Die Molkereien gehörten jedoch zu den "Hauptprofiteuren" dieser europäischen Milchpolitik, kritisierte die Agrarexpertin der Entwicklungsorganisation Oxfam, Marita Wiggerthale. Nordmilch habe den Bauern sehr niedrige Milchpreise gezahlt, meint sie - und "gleichzeitig bei den Exportsubventionen dick abgesahnt". Für die Aktivistin ist das "ein Skandal". Das Unternehmen wies die Vorwürfe zurück. Dank der Beihilfen habe es den Milchpreis für die Landwirte bei mehr als 21 Cent pro Kilogramm halten können. So habe die EU "das Überleben tausender Milchbauern in Deutschland mit gesichert". 21 Cent pro Kilo decken, so sagen Bauern, allerdings nicht die Produktionskosten.
Der Staat zahlt das Geld nicht an Bauern, sondern an Firmen, die die Produkte exportieren - etwa an den Hamburger Milchhändler Eximo Agro-Marketing. Er steht mit 14,84 Millionen Euro auf Platz vier der Empfängerliste, gefolgt von der Großmolkerei Omira Oberland-Milchverwertung (12,64 Millionen Euro).
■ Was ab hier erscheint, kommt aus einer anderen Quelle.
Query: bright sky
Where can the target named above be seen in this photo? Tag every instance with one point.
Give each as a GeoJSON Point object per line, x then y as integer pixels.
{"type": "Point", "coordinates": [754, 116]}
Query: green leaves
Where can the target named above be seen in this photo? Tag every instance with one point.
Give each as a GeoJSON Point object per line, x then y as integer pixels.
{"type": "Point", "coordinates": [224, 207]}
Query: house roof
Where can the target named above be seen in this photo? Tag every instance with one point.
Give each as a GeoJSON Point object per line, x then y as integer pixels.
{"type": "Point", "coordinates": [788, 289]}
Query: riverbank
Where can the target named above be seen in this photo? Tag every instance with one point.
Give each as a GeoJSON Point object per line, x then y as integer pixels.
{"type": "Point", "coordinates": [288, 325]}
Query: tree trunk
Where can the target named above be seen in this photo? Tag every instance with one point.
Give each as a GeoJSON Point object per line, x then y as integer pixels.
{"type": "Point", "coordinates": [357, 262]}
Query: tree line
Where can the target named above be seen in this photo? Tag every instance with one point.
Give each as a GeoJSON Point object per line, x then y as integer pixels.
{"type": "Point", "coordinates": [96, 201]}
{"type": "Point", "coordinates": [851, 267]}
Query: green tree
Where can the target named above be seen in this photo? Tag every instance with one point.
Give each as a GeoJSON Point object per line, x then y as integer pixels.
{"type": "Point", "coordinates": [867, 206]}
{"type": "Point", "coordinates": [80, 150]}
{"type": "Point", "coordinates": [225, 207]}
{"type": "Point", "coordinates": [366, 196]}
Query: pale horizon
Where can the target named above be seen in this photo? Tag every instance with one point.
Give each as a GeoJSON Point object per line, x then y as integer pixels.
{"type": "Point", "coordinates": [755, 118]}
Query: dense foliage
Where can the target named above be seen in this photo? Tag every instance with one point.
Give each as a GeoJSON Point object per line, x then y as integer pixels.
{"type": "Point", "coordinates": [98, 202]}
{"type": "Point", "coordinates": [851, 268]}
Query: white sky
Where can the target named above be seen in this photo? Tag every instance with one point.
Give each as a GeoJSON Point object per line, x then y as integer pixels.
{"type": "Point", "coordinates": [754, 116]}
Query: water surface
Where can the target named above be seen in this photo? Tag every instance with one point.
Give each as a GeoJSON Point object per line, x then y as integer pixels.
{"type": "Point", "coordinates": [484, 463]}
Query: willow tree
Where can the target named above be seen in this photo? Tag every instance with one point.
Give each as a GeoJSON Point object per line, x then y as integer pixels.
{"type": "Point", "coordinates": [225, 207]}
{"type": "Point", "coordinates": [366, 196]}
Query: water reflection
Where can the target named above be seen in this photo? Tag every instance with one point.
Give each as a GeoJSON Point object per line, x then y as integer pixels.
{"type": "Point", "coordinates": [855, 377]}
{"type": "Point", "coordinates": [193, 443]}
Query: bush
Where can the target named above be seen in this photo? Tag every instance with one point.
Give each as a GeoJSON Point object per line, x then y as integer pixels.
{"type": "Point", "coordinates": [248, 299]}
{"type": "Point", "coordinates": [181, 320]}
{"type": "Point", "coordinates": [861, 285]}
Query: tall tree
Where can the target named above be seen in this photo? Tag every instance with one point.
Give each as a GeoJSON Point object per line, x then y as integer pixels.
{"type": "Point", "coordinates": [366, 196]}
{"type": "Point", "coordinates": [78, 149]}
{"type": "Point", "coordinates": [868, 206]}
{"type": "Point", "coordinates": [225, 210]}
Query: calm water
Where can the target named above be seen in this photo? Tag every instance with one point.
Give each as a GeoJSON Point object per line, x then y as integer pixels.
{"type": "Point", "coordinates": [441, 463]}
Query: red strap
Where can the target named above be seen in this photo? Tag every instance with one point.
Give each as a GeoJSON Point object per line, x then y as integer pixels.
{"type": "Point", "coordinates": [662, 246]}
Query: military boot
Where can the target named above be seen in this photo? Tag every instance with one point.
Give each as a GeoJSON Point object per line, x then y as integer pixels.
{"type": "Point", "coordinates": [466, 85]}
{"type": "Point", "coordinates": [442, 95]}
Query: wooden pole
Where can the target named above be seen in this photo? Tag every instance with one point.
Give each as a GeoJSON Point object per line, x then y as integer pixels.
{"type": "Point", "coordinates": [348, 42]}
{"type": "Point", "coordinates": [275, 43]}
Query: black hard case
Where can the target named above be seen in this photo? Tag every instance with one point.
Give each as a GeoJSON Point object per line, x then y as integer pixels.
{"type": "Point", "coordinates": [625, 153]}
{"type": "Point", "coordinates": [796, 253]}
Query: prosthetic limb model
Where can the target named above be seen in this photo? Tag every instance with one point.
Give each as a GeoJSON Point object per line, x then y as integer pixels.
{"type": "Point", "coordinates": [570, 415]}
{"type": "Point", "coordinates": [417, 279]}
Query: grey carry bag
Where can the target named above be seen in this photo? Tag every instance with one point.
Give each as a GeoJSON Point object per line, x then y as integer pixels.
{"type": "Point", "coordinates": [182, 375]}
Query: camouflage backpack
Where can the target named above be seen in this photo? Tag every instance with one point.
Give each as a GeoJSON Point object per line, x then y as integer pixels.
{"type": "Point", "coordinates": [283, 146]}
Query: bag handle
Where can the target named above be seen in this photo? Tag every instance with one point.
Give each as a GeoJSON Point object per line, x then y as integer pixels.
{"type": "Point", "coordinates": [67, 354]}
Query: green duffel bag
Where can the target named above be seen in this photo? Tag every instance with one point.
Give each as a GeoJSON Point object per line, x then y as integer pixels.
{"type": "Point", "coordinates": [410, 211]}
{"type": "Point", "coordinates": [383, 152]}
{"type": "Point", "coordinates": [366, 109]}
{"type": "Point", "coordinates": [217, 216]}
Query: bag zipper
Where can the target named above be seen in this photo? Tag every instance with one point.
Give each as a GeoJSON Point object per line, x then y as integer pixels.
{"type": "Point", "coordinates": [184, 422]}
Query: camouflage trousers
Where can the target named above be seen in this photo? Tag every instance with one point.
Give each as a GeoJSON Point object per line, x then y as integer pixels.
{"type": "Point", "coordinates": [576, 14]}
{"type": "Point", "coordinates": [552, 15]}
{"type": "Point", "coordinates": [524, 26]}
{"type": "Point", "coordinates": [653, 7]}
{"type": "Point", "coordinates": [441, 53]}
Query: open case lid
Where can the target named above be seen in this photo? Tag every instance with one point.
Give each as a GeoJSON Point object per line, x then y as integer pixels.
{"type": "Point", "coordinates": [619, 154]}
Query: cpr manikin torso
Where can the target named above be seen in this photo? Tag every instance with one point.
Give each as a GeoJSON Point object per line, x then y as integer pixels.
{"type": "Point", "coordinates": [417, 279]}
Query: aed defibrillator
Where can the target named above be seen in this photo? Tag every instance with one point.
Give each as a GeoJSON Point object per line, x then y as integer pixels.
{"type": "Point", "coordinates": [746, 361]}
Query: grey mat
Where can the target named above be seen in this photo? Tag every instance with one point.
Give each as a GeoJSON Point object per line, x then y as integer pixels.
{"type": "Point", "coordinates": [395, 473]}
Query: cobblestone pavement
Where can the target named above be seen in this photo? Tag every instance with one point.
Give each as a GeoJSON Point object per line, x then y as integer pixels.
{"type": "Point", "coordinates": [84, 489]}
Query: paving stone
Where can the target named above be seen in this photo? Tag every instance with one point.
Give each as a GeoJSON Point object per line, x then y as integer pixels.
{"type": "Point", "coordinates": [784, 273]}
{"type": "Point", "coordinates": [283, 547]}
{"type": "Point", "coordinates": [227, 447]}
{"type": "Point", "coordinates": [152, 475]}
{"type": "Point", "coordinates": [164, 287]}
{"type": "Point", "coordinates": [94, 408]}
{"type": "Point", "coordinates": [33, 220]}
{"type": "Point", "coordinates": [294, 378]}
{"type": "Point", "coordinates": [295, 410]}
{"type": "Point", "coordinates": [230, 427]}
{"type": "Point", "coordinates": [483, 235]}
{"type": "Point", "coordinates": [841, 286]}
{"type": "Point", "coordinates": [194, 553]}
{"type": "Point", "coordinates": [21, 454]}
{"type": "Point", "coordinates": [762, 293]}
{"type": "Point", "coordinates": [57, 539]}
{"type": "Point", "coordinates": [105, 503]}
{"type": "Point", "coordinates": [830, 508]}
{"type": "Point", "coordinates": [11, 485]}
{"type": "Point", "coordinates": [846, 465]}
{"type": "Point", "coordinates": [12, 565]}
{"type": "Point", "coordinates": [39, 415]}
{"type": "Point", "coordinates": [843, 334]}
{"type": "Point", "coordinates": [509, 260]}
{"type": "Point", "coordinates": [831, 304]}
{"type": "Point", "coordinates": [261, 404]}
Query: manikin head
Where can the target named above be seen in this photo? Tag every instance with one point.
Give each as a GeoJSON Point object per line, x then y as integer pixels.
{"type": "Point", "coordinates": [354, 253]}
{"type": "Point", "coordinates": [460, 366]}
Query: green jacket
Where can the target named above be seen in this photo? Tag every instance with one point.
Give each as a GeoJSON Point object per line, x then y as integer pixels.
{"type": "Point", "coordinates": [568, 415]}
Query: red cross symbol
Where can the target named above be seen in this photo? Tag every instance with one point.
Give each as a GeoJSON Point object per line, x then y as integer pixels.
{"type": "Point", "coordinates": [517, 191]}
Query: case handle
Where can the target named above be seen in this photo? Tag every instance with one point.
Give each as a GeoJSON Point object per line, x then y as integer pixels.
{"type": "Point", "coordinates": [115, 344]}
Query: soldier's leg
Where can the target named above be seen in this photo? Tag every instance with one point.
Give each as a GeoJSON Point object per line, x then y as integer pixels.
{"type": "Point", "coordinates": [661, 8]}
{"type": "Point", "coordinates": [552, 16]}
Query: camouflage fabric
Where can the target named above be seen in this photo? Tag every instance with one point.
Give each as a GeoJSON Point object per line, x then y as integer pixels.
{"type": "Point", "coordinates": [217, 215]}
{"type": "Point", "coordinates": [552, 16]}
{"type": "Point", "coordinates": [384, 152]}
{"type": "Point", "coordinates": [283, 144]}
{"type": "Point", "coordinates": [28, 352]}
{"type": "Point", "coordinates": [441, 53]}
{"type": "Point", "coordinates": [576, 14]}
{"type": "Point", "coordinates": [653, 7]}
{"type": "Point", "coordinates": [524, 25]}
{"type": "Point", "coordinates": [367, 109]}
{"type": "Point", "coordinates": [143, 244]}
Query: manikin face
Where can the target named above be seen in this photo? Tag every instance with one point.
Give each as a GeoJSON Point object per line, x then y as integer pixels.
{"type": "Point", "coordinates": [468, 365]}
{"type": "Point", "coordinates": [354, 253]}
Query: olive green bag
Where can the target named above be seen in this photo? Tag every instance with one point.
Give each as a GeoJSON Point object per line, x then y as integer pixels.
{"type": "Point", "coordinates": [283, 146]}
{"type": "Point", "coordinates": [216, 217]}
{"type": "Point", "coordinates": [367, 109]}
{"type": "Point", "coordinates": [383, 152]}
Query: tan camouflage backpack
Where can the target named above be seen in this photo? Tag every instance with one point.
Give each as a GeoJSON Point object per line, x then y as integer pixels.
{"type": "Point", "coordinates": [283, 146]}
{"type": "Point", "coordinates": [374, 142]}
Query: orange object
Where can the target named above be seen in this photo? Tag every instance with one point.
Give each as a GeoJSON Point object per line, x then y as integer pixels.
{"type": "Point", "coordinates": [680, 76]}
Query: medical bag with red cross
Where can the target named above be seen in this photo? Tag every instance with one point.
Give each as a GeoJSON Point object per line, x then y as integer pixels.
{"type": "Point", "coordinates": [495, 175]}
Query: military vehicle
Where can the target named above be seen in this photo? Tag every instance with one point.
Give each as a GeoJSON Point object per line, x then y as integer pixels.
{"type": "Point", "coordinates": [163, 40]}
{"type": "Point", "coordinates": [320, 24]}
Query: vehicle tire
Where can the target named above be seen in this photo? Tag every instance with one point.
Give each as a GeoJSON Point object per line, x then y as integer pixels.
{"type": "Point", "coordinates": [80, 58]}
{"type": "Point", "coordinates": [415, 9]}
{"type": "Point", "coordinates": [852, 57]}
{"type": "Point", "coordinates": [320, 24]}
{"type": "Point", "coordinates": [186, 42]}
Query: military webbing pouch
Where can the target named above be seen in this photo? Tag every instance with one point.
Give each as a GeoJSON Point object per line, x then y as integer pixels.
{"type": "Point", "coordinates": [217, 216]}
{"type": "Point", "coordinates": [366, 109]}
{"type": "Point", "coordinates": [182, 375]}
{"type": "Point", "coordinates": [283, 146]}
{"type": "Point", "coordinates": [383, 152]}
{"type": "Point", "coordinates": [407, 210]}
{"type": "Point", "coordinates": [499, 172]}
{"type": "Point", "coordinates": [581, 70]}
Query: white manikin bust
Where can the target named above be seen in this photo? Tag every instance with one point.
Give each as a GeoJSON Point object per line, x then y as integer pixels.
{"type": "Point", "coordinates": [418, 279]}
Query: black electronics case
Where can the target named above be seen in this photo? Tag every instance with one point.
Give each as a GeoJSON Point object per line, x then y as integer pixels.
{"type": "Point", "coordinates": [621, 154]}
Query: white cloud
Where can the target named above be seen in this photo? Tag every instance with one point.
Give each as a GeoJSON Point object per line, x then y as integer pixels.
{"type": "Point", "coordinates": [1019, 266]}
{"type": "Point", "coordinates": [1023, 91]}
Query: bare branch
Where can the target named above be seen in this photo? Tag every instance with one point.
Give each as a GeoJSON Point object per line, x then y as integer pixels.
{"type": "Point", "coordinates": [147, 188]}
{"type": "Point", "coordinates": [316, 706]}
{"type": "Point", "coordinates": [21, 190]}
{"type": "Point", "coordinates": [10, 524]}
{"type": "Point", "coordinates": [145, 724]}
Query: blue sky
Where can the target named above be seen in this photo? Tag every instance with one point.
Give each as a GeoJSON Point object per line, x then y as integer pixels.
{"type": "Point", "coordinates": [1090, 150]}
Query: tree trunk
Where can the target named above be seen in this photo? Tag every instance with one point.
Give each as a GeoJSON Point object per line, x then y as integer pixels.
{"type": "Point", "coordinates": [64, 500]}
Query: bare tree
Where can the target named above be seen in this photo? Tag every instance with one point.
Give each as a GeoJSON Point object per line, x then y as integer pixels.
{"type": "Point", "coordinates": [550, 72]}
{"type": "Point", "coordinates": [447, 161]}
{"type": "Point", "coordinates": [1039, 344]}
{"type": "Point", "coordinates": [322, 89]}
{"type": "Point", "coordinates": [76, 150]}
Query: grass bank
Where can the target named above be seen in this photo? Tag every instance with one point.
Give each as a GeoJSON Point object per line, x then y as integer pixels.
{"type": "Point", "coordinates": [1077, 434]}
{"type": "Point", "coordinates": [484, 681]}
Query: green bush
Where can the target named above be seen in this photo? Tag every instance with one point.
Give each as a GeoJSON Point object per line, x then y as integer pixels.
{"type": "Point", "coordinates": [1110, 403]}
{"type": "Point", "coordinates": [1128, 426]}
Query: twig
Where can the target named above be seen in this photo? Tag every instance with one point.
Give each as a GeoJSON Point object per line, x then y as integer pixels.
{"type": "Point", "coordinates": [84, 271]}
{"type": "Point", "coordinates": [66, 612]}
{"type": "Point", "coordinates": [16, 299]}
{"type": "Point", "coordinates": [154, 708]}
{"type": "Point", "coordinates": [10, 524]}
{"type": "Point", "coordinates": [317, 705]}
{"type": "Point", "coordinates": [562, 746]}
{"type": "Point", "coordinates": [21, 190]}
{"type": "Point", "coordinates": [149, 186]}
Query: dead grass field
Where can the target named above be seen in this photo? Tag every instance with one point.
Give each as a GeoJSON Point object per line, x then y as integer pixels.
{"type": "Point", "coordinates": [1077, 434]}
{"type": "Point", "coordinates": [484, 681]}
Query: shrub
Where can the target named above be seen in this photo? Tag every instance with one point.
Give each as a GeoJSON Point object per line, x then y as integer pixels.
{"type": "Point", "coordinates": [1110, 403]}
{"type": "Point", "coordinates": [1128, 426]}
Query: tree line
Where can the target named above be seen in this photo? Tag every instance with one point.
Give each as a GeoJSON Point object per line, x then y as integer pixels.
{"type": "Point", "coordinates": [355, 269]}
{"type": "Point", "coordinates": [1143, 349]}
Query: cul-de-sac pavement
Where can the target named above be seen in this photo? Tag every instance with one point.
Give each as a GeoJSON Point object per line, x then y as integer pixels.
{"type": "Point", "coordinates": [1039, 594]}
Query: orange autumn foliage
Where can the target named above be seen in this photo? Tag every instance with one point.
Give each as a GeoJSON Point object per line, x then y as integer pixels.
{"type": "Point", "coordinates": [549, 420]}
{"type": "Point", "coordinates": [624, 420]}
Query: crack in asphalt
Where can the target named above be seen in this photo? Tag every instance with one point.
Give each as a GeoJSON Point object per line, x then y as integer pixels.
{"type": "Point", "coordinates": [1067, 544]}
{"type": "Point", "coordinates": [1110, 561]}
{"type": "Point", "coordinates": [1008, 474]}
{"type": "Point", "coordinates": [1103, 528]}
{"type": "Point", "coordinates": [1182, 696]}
Auch die Zuckerexporteure haben 2009 wieder hohe Subventionen bekommen: 42,90 Millionen Euro gingen an Europas größten Zuckerhersteller, die Südzucker AG. Konkurrent Pfeifer & Langen erhielt 17,47 Millionen Euro. Laut Oxfam gehen die EU Exportsubventionen - 2009 waren es insgesamt 650 Millionen Euro - auf Kosten der Entwicklungsländer. Schließlich könnten diese Staaten ihre Bauern nicht subventionieren.